Correlation analysis in R

Introduction

Every individual element in any population is composed of several quantitative as well as qualitative characters. None of the characters vary in isolation rather these are related with each other. If we study two variables at a time, the association is called bivariate. When we study many number of variables at a time, the association is called multivariate.

The associationship between the variables can be linear or nonlinear. In linear association one can find three different types of relationships.

  • Positive association between the variables
  • Negative association between the variables
  • No association between the variables (fails to present any relationship)

The degree of linear associationship between any two given variables is measured with the help of the correlation coefficient.

For measuring linear relationships, Pearson correlation is the best measure

So let’s start correlation analysis in R studio.

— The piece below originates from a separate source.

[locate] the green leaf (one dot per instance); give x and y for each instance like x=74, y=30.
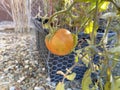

Before importing the data set, I often recommend to first clear all the objects or values in global environment using remove function. Shut down all open graphics devices using graphics off function. Clear everything in console using system command within shell function.

rm(list = ls(all = TRUE))
graphics.off()
shell("cls")

Importing data

Next step is importing the data set. The example used here is comprised of replication, two factor variables and rest of the variables are response variables. Load the package readxl by using library() function. To import the data from excel spreadsheet use read_excel() function. In argument path provide the link of the file. Type TRUE for argument col_names if the file contains first row as variable names. Your data are now available in the R console. They are stored in the object which I have chosen to call data.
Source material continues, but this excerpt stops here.